“We Do Life Together”

On social media, LOL means “laugh out loud.” But for Alice Byram, LOL is short for “life on life.” In a recent interview, Alice talked about how she enjoys “doing life” with Hispanic women in San Antonio.
 
Alice served at Navigator headquarters in Colorado Springs for a dozen years and as director of women’s ministries in churches in Wyoming and San Antonio after that. In 2011, someone told her about a ministry in what some would call an inner-city neighborhood. “I went to a Bible study there and I never left!” she says. Why? Alice realized her life experiences had uniquely prepared her to minister to women there.
 
One of the first women she connected with was Sofia. The Bible study met in a home where Sofia lived, but Sofia didn’t join in the study. “That Jesus stuff” wasn’t for her, she told Alice. Still, Sofia hung around during refreshments. One week Alice asked her if she’d like to go out for breakfast that Saturday, and Sofia agreed.
 
They met for breakfast at 10 a.m. and talked until 4:00 that afternoon! Alice told her, “If you ever want to look at the Bible, I’m here.” One night something prompted her to call and take Alice up on that invitation, and she became a believer soon after.
 
When Alice met Sofia, she was estranged from most of her family. Now she is reaching out and becoming reconciled to many of them. In fact, Alice now meets “LOL” with Sofia’s sister, who is reaching out to her colleagues at the school where she works. “Sofia and her sister are taking what they are learning and sharing it with others,” Alice says.
 
As Sofia grew in her faith, she started partnering with Alice in ministry. She began teaching a class on crafts, and after the lesson, Alice would tell a Bible story. Alice told her, “You are my friend and we do life together. It’s both of us sharing with each other.”
 
Alice’s ministry in this neighborhood has expanded far beyond the Bible study. She got to know a social worker who invited her to become a mentor to girls at a local high school. Some are single parents. “I love them as they are, walk by their side, embrace their culture. I let them know I’m here to do life with them,” she explains.
 
Every two weeks she visits a group for seniors at a community center and tells them Bible stories. “This culture really likes stories,” she says. As she sketched out the life of Moses, the group “got really excited—they really entered in” as they saw the ups and downs of Moses’ life. “They saw how God has a design and plan for all of our lives,” she says.
 
Alice adds that it is very important for her to take ministry slowly, as God leads, and be sure to build trust. “Trust is the biggest thing,” she says. “You have to take time to allow the women to trust you. Trust comes very slowly. In their experience anyone who is Anglo will want to make them into a white American.”
 
God uses Alice’s life experiences to help her relate. She was a single mother to three children, and some of her family members have struggled with drug addiction.
 
“As I meet with these ladies I am not shocked or threatened, because I’ve been there, with my own children or with others,” she explains. She has always had a heart for the broken, the downcast, the “woman at the well.” God gave her this verse for her ministry in San Antonio:
 
But I’ll take the hand of those who don’t know the way,
    who can’t see where they’re going.
I’ll be a personal guide to them,
    directing them through unknown country.

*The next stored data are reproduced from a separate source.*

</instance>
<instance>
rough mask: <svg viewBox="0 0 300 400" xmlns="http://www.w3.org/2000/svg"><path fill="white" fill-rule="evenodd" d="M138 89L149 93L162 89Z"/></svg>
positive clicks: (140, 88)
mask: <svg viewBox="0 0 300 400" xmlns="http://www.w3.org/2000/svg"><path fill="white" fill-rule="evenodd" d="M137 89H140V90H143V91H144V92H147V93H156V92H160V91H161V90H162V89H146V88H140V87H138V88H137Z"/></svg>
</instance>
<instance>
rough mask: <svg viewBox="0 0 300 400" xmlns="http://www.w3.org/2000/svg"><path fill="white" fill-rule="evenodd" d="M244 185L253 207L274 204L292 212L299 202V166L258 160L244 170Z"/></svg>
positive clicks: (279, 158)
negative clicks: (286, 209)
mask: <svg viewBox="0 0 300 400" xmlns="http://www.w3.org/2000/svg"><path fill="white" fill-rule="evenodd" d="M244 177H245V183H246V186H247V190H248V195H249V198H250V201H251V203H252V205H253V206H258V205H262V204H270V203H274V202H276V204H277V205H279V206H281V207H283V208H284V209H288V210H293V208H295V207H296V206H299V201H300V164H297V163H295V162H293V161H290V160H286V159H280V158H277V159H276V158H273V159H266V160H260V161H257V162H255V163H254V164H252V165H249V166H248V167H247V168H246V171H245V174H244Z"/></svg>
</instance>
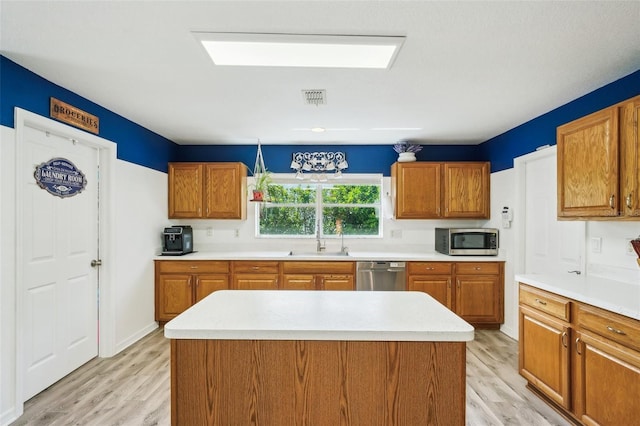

I’ll be right there to show them what roads to take,
    make sure they don’t fall into the ditch.
These are the things I’ll be doing for them—
    sticking with them, not leaving them for a minute.”
—Isaiah 42:16, The Message
 
In some ways, Alice’s connection with women in this neighborhood is deeper than with those she’s met in more affluent communities. “There’s a depth of life here that you don’t see among the more privileged,” she says. “Life means more to them in some ways; they don’t take anything for granted.”
 
This fall, Alice began leading a Bible study with recovering drug addicts. “It’s one of the most challenging things I’ve ever done,” she says. These women are finding healing through telling their stories and learning what it means to find their identity in Christ.
 
What is Alice learning these days?
 
“Allowing God to be God,” she says. “I cannot fix anyone. I’m learning to allow God to go before me, behind me, and surround me. To depend on the Holy Spirit to be the agent of change. I’m learning to pull back, share the truth from the Word, and let God be God.”
 
“Some people look at this community and see only drug addicts, teen pregnancies, and crime, she says.” I see people I love and want to be with—people with hopes, dreams, and desires for their lives and their families’ lives, people wanting to be accepted and loved. I see women and girls who embrace me as their friend as we do life together.”